I got connection timeout when connecting to login node by SSH.

The login node hpclogin.comp.polyu.edu.hk can be directly accessed from COMP lab rooms and COMP offices with wired connection. Otherwise, PolyU Staff VPN or Research VPN is required.

I want to upload file to my home directory.

Use your favorite SFTP/SCP program, for example WinSCP on Windows platform. Then connect to hpclogin.comp.polyu.edu.hk. You can access your home after login.

How much space remaining for my home directory?

You can use command df -h | grep home to check the home directory usage. The following example will be shown.

myloginidg@hpclogina:~$ df -h |grep home
hpcstore.comp.polyu.edu.hk:/hpchome           50G  6.7G   44G  14% /home
myloginidg@hpclogina:~$

The above example shows there is 44G remaining.

I cannot log in to the login node using my account and password.

Please make sure you are using your COMP ID and password to log in the login node. COMP ID and password, which is different from PolyU NetID, is the account to log in COMP Intranet. In general, you need to activate it before using it. If you have not activated it yet, please visit https://acct.comp.polyu.edu.hk to activate it. If you forgot your COMP ID password, you can also reset it there.

I requested two GPUs but my program can only use one.

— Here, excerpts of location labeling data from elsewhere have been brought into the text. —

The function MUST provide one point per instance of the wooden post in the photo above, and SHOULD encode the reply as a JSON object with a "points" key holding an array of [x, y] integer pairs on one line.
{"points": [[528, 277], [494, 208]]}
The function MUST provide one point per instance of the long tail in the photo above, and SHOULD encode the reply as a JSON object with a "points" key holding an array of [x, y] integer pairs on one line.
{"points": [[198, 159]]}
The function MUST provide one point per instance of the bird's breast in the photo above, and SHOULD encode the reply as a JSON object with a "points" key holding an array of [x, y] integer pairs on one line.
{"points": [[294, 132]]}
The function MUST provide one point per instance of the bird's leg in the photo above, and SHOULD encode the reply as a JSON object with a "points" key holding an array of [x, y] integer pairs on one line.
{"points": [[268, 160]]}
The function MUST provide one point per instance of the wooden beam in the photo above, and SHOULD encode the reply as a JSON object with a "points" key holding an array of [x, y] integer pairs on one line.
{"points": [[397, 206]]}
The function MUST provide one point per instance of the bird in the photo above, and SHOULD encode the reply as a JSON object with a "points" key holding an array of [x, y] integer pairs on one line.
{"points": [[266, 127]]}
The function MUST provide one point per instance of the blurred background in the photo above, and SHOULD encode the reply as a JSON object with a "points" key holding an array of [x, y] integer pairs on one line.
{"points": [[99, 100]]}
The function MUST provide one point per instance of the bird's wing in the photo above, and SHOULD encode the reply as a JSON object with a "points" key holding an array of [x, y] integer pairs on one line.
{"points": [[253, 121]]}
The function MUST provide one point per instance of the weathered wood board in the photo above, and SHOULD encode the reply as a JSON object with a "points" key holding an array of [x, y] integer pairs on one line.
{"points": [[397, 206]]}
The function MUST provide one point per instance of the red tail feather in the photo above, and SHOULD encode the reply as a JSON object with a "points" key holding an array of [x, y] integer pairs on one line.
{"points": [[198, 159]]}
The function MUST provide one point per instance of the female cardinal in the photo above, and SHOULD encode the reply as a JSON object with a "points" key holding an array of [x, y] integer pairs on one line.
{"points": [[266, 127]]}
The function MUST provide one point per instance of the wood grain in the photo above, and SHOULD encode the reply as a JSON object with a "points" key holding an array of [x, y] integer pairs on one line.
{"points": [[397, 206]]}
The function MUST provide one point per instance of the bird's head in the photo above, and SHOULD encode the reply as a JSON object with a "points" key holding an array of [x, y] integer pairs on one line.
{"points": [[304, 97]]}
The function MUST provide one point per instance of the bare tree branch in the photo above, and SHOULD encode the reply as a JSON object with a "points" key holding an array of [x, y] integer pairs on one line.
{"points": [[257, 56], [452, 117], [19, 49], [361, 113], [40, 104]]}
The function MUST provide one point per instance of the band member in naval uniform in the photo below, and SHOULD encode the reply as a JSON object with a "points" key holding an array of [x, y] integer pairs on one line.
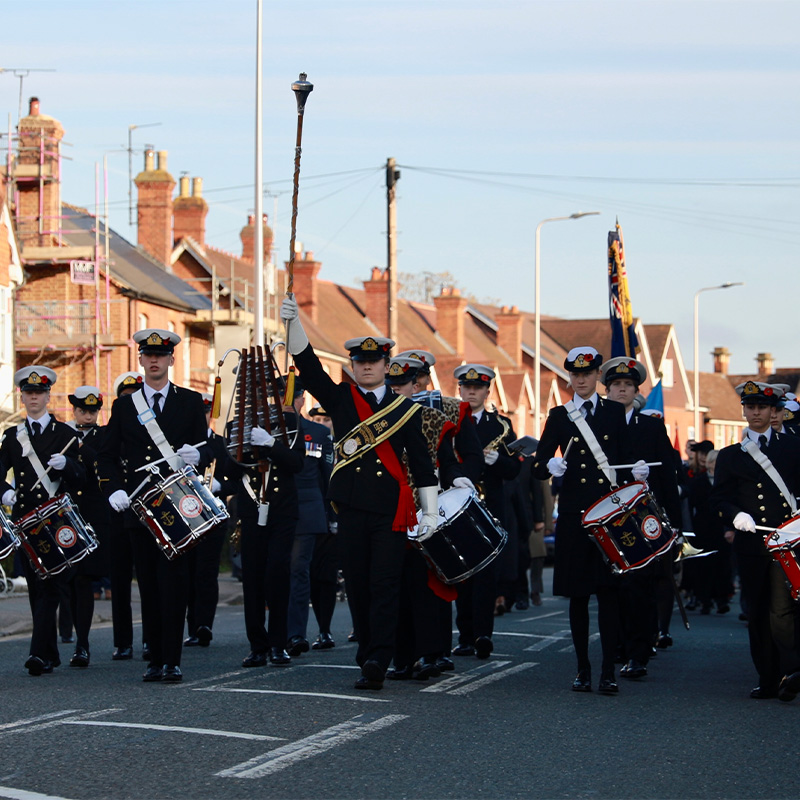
{"points": [[86, 402], [369, 485], [39, 446], [591, 433], [161, 421], [477, 595], [647, 440], [751, 491]]}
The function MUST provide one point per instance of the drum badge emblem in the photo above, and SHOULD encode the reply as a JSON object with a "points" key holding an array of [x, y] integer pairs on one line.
{"points": [[190, 507], [66, 536], [628, 538], [651, 527]]}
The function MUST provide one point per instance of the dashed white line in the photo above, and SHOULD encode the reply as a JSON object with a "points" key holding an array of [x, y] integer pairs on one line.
{"points": [[311, 746]]}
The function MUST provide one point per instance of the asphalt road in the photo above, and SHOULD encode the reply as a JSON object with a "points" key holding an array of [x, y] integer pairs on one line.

This is the limitation of MIG Profile. Only one GPU and, by default, the first GPU is visible to a process. In order to let the process use another GPU, the UUID of the GPU is required to be set at CUDA_VISIBLE_DEVICES environment variable before starting the process. You can check the UUID of GPUs by command nvidia-smi -L. The possible output is

GPU 0: NVIDIA A800-SXM4-80GB (UUID: GPU-27c84131-089e-de40-7fd8-3b27fa146cef)
MIG 2g.20gb     Device  0: (UUID: MIG-caa9d092-e4e0-5e73-b65a-49c8219733c8)
MIG 2g.20gb     Device  1: (UUID: MIG-83e8d88b-2c83-5339-89ea-f44b15642f37)
For example, if you want to use MIG 2g.20gb Device 1 in your program named my_script.py, you can execute the below command in compute node shell:
CUDA_VISIBLE_DEVICES=MIG-83e8d88b-2c83-5339-89ea-f44b15642f37 python3 ./my_script.py
To use two GPUs at the same time, currently, you need to run the program in parallel, like:
CUDA_VISIBLE_DEVICES=MIG-caa9d092-e4e0-5e73-b65a-49c8219733c8 python3 ./my_script.py &
CUDA_VISIBLE_DEVICES=MIG-83e8d88b-2c83-5339-89ea-f44b15642f37 python3 ./my_script.py &

Why is my job always PENDING and never run?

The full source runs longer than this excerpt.